Андрей взглянул на Фому – на лице пчеловода проступила беспощадная, осмысленная свирепость. «То ли планеты так встали, то ли в атмосфере нелады, – подумал Норушкин. – Воистину, в России нельзя придумать ничего такого, что не случилось бы на самом деле».

– Чем дальше в лес – тем толще партизаны, – удивительно впопад сказала детка Катя.

Из воздуха, где плавал медленный запах разложения, выскочила внезапная стрекоза, зависла и сделала крыльями над ухом Андрея «фр-р-р», как купюросчётная машинка.

5

В Побудкине Андрей показал Кате руины усадьбы и рощу карликовых дубов – когда-то их увидел такими Александр Норушкин, павловский служака, и с тех пор, в уплату долга памяти, что ли, больше они не росли.

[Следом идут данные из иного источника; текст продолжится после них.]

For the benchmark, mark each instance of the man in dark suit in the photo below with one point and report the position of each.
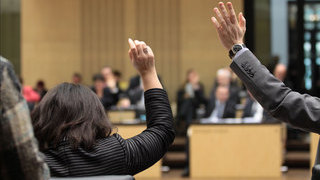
(220, 105)
(302, 111)
(224, 78)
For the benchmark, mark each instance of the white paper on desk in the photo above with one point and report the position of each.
(251, 120)
(231, 120)
(209, 120)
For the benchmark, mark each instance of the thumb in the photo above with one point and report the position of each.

А потом их накрыла гроза, тяжёлая и ослепительная, она каждому раздала по молнии, и они, промокшие, возвращались в Сторожиху с молниями в руках, как вестники вселенского грома.

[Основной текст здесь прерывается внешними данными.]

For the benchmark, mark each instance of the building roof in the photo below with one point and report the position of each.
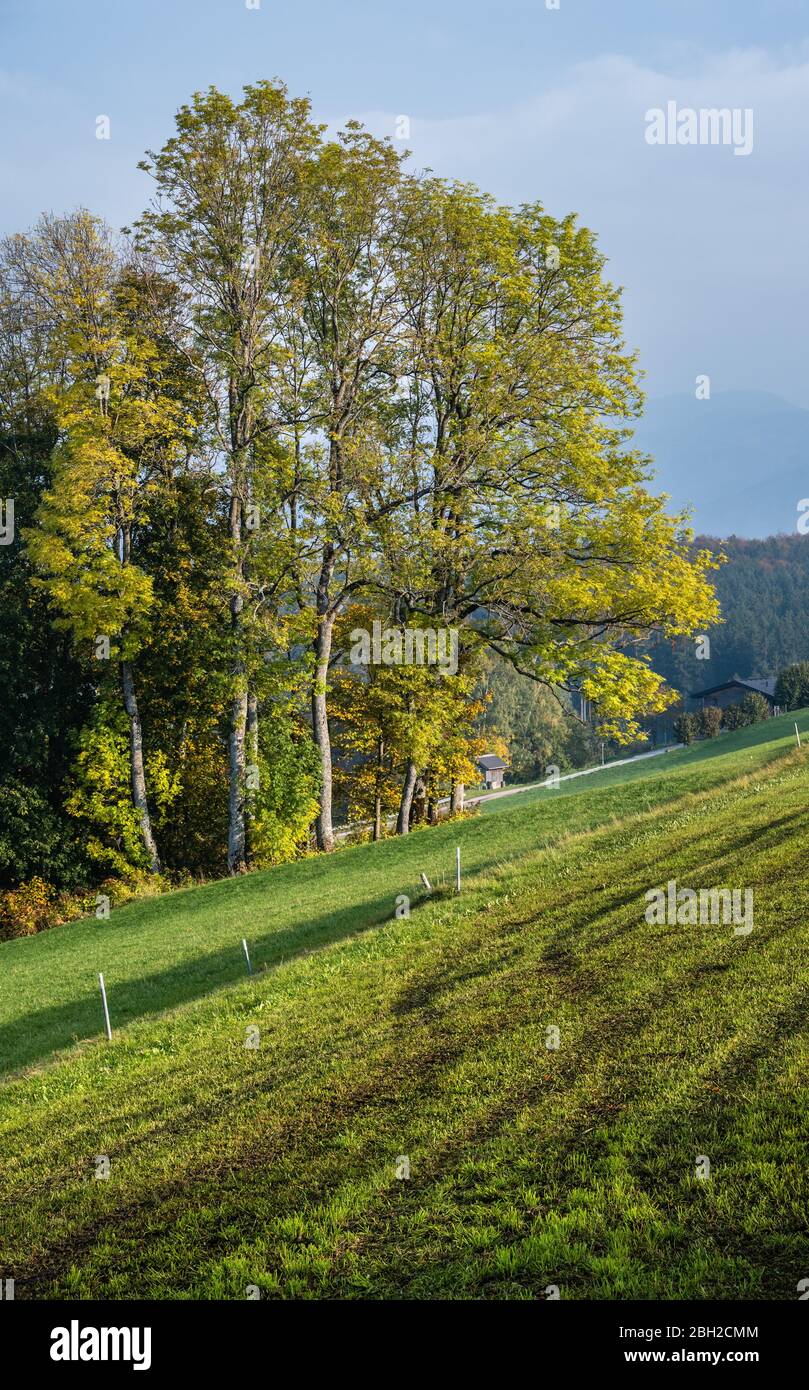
(752, 683)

Кстати подоспела баня. Пар был отменный, и веники Андрей выбрал дубовые, шелковистые, чтобы невзначай не ожечь матовую Катину кожу, да и поработал он ими на славу, но детка всё равно возжелала. Не то чтобы по вдохновению (кто отец вдохновения – верх или низ?), забыв себя, как умела, но скорее из какого-то лабораторного, исследовательского интереса, так что Норушкин в самом прямом значении слова почувствовал себя переставляемым туда-сюда предметом любви. Тогда Андрей и понял: о чём бы мы ни говорили и чем бы ни занимались с женщиной – всё это только прелюдия к любовным играм.